Who a black person really is, what he has done with his life so far—whether he has earned advanced degrees, whether his children are preparing for college, whether his spouse is a certified professional—is irrelevant when he is picked up for some invented excuse. An African-American may be arrested at any time for no reason whatever. African-Americans—men, women, children—are beaten by the police every day, and it doesn’t matter their age or sex, or what they are doing at the moment. Even if they are handcuffed and manacled, they may be hit with clubs, their hair pulled, they may be punched, kicked, crushed, tased, hit with pepper spray… There is no excuse for mistreating even the nastiest person this way.
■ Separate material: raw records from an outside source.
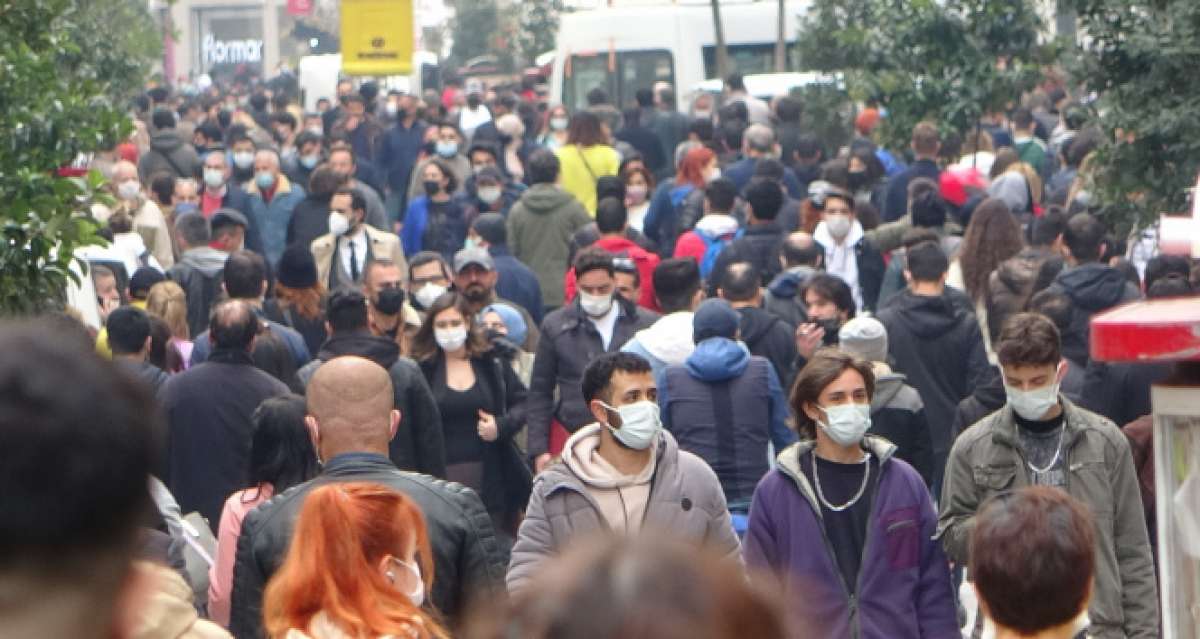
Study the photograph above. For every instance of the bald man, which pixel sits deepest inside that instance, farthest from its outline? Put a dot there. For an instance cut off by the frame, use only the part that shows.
(802, 257)
(351, 420)
(273, 198)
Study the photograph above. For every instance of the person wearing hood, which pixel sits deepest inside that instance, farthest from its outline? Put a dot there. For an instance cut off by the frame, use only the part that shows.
(763, 334)
(1091, 285)
(622, 473)
(598, 322)
(897, 412)
(667, 341)
(935, 344)
(725, 405)
(612, 225)
(419, 445)
(167, 150)
(198, 270)
(541, 224)
(801, 257)
(844, 525)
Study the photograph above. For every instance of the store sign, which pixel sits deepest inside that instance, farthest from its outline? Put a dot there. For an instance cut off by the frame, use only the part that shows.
(377, 37)
(219, 52)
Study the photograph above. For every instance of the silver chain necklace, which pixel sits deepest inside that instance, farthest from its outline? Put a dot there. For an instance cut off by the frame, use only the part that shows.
(862, 489)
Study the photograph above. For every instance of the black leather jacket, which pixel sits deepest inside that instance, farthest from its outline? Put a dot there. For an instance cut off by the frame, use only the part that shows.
(467, 557)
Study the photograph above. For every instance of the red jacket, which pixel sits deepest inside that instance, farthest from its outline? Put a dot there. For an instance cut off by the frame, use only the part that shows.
(645, 261)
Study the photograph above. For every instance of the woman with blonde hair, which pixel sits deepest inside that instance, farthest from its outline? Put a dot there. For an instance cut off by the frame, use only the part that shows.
(358, 567)
(167, 302)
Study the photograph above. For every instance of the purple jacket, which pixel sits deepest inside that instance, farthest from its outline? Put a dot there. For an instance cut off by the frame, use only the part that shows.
(904, 585)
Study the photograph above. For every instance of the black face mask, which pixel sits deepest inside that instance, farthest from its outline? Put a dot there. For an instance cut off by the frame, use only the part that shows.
(390, 300)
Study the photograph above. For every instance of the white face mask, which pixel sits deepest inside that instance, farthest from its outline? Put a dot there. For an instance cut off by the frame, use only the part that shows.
(838, 225)
(640, 424)
(339, 224)
(1032, 405)
(429, 293)
(846, 424)
(595, 305)
(450, 339)
(129, 190)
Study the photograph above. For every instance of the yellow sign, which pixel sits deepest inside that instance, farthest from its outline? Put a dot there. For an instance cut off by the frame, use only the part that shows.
(377, 37)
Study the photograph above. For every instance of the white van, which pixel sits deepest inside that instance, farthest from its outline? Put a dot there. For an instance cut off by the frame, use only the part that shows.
(625, 48)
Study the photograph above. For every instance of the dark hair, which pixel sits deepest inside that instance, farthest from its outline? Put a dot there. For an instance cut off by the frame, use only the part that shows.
(765, 198)
(611, 215)
(599, 372)
(585, 130)
(833, 288)
(1029, 339)
(1032, 557)
(281, 452)
(244, 275)
(993, 236)
(721, 193)
(425, 345)
(346, 310)
(127, 329)
(593, 258)
(1084, 237)
(232, 324)
(77, 442)
(358, 201)
(741, 281)
(822, 369)
(193, 230)
(162, 118)
(1047, 228)
(676, 282)
(541, 167)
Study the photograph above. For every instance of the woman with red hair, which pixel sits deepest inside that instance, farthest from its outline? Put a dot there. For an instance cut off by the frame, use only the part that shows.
(358, 567)
(679, 202)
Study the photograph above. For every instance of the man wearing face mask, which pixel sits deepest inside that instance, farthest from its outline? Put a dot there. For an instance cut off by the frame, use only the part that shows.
(343, 252)
(597, 322)
(847, 254)
(847, 523)
(621, 473)
(1042, 439)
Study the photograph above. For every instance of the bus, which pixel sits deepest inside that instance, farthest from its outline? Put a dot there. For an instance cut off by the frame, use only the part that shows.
(625, 48)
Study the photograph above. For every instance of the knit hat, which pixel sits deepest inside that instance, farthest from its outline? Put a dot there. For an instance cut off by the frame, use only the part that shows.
(714, 318)
(298, 269)
(864, 338)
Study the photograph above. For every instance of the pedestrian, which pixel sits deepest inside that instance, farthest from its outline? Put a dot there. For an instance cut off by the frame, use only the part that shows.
(351, 417)
(209, 410)
(515, 281)
(1041, 439)
(541, 224)
(419, 445)
(349, 243)
(898, 414)
(598, 322)
(359, 566)
(281, 455)
(879, 572)
(621, 473)
(725, 405)
(667, 341)
(481, 402)
(937, 346)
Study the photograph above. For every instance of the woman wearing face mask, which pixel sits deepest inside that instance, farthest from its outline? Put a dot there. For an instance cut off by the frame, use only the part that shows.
(847, 526)
(481, 402)
(435, 221)
(359, 566)
(553, 129)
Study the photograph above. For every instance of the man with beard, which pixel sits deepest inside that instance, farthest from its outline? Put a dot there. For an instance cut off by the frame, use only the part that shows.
(475, 279)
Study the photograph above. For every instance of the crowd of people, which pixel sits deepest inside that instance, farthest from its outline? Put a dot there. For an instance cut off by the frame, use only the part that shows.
(468, 365)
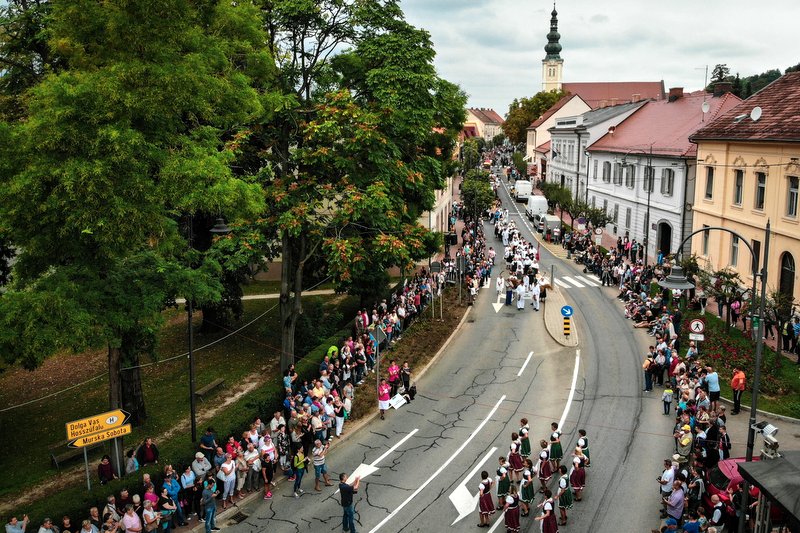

Once they are under control they are under control.

An African-American may be arrested
at any time for no reason whatever.

Even if a detained man is released in the morning, he may have a date with the court. Even if the charges are to be dismissed, as many are, he must interrupt his life to make that date. If he goes to that court date, he might be fired for being absent from his job. If he doesn’t, there will be a bench warrant for his arrest, and often a fine. If he falls into the police dragnet again, he will be arrested for that outstanding warrant, and the process will repeat. Such warrants tend to multiply, along with the fines, which can become unpayable.

It’s hard for us whites to understand how dangerous daily life can be, because we have to really screw up before the cops take an interest in us. Even when they do, the fact that we are white will make them treat us with respect, whereas if there were only the difference of darker skin color, they might kill us.

It’s hard for us whites to understand
how dangerous daily life can be.

We all thought it was better now. It’s not, and African-Americans have been telling us this all along. Southern yahoos run around in their gun-racked pickups, waving flags to accentuate their racism and their ignorance, threatening everyone nearby. They disrupt a small black child’s birthday party, threatening violence against “niggers”. Grown men dump beer on the heads of First Nations children at a baseball game, call out abusive names, and get away with it. 

Can’t we do better?

Lincoln’s signing of the Emancipation Proclamation 152 years ago still hasn’t made full citizens of the sons and daughters of slaves. Nor has it done away with the overseers and their whips. We live in a police state. Nobody is safe, and if you are black it’s still a world of deep fear.

Despite Lincoln, the manacles of slavery have not left us, and it is still as ugly as ever.